The various betrayals and plot twists hold little interest, mainly because none of the characters emerge as anything other than narrative placeholders and most of the dialogue is simple exposition. Carano, an internationally renowned mixed martial artist of great physical dexterity and limited acting chops, has a decidedly mean screen presence, and her lithe physicality and head-jangling speed make the fight scenes a genuine pleasure to watch—violence made into art. Soderbergh should be commended for not objectifying her as too many male directors do with their action heroines; there is even a wry commentary on female objectification when Kenneth asks Mallory to pose as arm candy with Paul, and she reacts by saying she wouldn’t know how to do that.

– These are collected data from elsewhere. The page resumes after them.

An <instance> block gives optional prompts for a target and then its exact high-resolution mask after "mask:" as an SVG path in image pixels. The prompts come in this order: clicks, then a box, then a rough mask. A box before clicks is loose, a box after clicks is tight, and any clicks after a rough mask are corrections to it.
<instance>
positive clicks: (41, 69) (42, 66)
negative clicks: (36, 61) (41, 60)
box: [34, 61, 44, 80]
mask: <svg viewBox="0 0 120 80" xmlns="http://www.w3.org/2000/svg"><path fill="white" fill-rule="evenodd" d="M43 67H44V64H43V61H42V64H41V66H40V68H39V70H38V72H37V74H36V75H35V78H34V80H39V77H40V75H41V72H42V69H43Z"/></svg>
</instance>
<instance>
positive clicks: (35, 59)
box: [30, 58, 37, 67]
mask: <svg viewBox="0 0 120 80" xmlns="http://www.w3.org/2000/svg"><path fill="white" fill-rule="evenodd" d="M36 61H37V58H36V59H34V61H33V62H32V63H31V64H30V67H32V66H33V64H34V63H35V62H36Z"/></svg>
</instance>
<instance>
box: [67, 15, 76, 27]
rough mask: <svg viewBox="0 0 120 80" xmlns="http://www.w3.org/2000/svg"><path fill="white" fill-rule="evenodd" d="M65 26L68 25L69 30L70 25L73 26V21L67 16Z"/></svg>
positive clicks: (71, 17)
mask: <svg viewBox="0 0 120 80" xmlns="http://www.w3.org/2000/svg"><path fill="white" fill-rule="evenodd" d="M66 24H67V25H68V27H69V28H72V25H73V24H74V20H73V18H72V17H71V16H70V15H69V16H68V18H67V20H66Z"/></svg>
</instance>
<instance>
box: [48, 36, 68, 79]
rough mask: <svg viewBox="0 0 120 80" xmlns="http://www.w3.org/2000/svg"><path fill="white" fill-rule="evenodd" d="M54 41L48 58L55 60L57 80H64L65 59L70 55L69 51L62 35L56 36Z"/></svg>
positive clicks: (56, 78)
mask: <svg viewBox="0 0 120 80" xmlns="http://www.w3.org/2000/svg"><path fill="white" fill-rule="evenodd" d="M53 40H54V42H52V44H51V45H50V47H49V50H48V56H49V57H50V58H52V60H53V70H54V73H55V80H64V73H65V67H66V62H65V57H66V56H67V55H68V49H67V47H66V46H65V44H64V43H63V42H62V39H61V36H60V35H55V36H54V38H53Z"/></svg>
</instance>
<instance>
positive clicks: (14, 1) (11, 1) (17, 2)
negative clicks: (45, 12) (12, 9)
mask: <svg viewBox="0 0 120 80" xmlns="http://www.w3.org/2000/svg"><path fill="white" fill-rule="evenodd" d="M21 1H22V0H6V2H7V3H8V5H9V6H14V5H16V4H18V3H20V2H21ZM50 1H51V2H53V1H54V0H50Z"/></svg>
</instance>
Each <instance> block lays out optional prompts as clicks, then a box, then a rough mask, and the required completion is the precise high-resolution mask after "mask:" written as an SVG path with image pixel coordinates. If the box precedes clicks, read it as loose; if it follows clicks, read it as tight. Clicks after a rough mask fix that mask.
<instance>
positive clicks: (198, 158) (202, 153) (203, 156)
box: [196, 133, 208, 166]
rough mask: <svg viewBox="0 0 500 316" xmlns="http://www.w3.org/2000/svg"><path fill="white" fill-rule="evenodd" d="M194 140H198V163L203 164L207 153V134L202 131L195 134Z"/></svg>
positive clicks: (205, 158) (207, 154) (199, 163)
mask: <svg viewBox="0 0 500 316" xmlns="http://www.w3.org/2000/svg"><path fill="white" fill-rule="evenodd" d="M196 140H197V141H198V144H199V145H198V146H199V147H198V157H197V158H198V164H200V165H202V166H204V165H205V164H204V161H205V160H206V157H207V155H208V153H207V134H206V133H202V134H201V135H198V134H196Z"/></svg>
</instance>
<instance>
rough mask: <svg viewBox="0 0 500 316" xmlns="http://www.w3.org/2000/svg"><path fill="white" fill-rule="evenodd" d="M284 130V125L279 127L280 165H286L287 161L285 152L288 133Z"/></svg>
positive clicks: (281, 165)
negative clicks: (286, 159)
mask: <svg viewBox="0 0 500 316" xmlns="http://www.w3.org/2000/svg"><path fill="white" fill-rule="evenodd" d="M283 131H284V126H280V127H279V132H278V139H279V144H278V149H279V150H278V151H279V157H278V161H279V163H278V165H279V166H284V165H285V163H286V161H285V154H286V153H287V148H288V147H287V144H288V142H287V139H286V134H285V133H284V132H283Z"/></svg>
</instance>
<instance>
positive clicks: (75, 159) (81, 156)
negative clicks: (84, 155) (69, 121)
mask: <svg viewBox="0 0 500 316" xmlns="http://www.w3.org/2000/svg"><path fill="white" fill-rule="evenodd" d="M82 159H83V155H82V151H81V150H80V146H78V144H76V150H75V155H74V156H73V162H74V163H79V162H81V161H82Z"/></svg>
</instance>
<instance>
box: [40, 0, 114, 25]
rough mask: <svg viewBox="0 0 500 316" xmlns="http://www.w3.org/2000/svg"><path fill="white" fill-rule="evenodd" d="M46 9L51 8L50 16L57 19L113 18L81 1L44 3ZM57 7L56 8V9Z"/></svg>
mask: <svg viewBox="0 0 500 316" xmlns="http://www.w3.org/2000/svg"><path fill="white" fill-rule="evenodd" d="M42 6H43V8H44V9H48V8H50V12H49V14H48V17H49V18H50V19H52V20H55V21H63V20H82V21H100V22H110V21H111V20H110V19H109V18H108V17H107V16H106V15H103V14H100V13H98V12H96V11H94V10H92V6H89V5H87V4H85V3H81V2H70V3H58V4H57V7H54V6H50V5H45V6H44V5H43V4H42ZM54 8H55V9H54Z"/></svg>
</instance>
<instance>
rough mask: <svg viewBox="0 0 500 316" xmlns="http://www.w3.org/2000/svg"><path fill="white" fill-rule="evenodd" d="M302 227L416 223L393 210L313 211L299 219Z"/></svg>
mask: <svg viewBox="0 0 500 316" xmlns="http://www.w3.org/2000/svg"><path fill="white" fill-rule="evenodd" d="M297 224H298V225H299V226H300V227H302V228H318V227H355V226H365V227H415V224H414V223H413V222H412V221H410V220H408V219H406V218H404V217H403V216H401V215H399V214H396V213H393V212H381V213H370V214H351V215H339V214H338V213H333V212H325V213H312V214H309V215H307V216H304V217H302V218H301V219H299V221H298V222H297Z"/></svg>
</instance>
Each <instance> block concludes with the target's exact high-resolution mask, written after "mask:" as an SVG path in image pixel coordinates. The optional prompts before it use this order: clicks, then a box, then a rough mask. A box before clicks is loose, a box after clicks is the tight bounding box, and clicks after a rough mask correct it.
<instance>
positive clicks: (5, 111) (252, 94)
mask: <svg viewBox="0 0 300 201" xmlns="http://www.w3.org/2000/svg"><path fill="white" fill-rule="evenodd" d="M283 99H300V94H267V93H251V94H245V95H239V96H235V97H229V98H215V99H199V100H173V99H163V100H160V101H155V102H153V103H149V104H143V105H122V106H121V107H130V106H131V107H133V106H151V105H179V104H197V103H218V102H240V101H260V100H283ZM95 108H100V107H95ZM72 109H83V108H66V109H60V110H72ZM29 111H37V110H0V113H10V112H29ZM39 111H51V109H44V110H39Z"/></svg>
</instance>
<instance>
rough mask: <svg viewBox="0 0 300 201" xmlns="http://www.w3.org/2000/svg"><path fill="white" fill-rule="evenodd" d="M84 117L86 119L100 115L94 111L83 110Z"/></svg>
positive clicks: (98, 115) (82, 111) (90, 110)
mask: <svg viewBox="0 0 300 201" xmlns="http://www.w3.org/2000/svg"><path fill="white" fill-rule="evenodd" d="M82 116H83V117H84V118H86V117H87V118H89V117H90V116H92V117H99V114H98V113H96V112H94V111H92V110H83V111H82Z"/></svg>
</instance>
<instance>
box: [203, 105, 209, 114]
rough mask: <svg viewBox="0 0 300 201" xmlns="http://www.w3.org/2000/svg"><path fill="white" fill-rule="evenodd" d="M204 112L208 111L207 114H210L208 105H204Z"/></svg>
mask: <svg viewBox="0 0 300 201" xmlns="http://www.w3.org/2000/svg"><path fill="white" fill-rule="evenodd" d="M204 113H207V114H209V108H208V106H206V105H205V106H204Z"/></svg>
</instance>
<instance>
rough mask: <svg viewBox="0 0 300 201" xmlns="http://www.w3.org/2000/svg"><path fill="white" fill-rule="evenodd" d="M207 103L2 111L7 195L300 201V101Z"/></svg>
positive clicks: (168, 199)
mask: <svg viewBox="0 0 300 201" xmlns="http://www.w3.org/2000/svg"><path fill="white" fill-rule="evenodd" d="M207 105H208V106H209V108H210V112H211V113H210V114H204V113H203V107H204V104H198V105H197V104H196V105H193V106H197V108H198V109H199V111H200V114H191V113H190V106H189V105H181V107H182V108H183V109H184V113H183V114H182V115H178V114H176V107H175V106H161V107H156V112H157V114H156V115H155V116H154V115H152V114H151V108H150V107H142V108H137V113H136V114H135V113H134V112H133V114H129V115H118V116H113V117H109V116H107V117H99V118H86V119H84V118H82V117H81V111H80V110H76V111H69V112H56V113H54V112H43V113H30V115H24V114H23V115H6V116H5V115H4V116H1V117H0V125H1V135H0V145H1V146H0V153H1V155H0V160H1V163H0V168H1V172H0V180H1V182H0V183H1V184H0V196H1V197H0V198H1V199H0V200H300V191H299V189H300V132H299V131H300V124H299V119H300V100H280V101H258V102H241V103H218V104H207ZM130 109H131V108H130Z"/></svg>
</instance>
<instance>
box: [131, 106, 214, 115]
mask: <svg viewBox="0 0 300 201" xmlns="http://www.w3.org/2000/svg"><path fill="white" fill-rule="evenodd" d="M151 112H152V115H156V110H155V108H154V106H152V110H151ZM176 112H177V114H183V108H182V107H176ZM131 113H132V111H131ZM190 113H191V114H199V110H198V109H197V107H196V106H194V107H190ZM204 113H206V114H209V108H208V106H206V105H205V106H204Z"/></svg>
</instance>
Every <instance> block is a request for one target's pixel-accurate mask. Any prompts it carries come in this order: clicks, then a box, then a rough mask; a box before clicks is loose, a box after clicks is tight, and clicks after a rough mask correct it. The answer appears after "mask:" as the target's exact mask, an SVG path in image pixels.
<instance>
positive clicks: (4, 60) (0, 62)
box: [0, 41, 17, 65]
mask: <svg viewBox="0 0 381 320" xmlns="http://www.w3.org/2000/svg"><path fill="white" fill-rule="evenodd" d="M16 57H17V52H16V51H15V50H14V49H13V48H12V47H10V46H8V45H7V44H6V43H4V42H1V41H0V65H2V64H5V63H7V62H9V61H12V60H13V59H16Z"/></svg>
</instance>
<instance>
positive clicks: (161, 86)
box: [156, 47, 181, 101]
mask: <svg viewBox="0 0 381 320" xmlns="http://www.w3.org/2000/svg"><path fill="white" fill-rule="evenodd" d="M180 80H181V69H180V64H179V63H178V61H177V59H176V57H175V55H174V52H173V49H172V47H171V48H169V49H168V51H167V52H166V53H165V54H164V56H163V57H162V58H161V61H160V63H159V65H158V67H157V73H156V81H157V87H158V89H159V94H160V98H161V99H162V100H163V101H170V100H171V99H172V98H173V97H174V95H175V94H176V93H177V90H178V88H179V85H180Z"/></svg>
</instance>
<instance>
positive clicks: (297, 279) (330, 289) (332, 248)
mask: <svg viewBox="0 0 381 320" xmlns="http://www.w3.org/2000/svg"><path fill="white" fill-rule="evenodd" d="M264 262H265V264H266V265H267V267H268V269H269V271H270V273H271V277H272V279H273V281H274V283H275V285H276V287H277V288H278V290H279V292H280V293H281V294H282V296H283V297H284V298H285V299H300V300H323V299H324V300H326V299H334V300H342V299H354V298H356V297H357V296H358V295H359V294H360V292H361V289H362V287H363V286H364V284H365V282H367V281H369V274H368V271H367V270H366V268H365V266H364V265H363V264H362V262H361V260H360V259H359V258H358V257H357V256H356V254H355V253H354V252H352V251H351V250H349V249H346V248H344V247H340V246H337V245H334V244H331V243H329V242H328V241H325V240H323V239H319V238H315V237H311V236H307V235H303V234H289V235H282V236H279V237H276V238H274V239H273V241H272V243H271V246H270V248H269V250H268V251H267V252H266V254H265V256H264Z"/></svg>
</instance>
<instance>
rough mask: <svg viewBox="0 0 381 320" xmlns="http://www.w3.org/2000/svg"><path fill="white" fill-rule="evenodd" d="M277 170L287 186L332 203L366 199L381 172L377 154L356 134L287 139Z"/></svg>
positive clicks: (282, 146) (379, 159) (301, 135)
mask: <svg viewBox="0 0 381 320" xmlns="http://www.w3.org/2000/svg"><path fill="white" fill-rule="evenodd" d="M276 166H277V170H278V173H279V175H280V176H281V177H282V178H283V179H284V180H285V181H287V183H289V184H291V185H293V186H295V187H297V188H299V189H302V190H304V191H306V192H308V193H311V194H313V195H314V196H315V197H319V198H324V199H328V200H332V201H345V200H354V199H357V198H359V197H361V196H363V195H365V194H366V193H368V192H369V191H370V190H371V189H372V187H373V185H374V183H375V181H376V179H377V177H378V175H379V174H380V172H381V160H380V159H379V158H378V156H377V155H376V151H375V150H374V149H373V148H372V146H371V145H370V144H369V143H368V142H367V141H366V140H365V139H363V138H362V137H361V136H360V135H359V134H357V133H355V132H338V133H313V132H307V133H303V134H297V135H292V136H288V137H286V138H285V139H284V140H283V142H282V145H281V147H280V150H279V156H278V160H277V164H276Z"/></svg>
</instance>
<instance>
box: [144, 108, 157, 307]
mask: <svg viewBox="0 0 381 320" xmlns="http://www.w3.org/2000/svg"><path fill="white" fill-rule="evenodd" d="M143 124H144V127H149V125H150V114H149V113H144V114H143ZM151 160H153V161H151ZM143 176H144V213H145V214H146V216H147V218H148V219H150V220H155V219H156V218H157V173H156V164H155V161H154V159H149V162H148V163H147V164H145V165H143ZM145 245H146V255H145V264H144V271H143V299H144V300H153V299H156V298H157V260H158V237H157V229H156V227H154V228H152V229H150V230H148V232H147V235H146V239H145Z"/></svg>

Unfortunately, as an actress Carano is significantly more limited than her fighting skills. She is quite adept at furrowing her brow and conveying intense concentration, and she can look genuinely frightening in her intensity, particularly in a scene where she locks eyes with an adversary while squeezing the life out of him with her thighs. But, any time she is asked to dig into the human being beneath the human weapon, there isn’t much there; we might surmise that she has simply been hardened into inhumanity by her life as a killer, but that seems too easy an explanation and one that lacks any real evidence in the story itself. Of course, the emotional disconnect in the film could very well be an intended part of its stoic tone and deliberate refusal to pander to the stylistic overkill of most contemporary action films, although similarly toned films like Drive (2011) and Hanna (2011) proved that an austere tone doesn’t necessarily preclude emotional involvement. Thus, when it’s in full beatdown mode, Haywire is an engaging enough diversion, but be wary of asking for anything more.